Patient Registry for Bardet-Biedl Syndrome

We’re working with UCL to find someone to help develop a patient registry for BBS

UCL are setting up a professional registry for people in the UK with the rare genetic condition Bardet-Biedl syndrome (BBS). There are around 500 people with the condition in the UK and many of them attend the national BBS clinics in London and Birmingham. 

UCL have been collecting data for 10 years on with the help of BBS patients. In order to understand the natural history and genotype-phenotype correlations better they are now setting up a professional registry.

This would be an excellent experience for someone who is interested in paediatrics and enjoys working with a multidisciplinary team. You would be well supported by clinicians (specialist nurse and doctor) and a professional registry team. Salary as per UCL payscale.
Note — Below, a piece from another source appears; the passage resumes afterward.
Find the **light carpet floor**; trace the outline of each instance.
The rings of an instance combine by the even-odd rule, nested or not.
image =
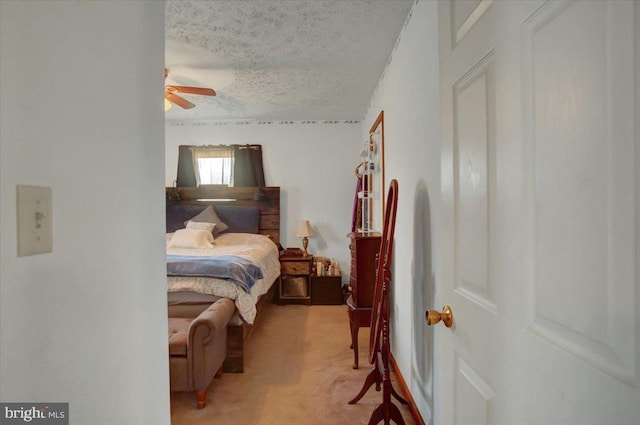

We are looking for a candidate who:

• Can commit to a 3 month contract starting ASAP (either full time or part time sharing with a colleague)
• Has up to date DBS
• Is IT savvy
• Is proactive and interested in paediatrics and complex diseases

Please contact Dr Elizabeth Forsythe with your CV and a covering letter if you are interested in the position. Or if you’re not sure and want to talk it through email us on info@M4RD.org. 

What is Bardet-Biedel Syndrome?

Bardet-Biedl Syndrome is a rare, recessively inherited ciliopathy which affects approximately 1 in 100,000 babies born.

Features of the syndrome include: 

• rod-cone dystrophy, a progressive eye disorder that leads to blindness, characterised by tunnel vision and night blindness
• obesity
•  renal abnormalities
•  developmental delay
•  speech and language difficulties
• extra fingers and/or toes and
• learning difficulties

The variability in presentation and severity of the syndrome together with the rarity of the condition can lead to delayed diagnosis and a lack of adequate local health care. 

There is at present no cure for Bardet-Biedl Syndrome.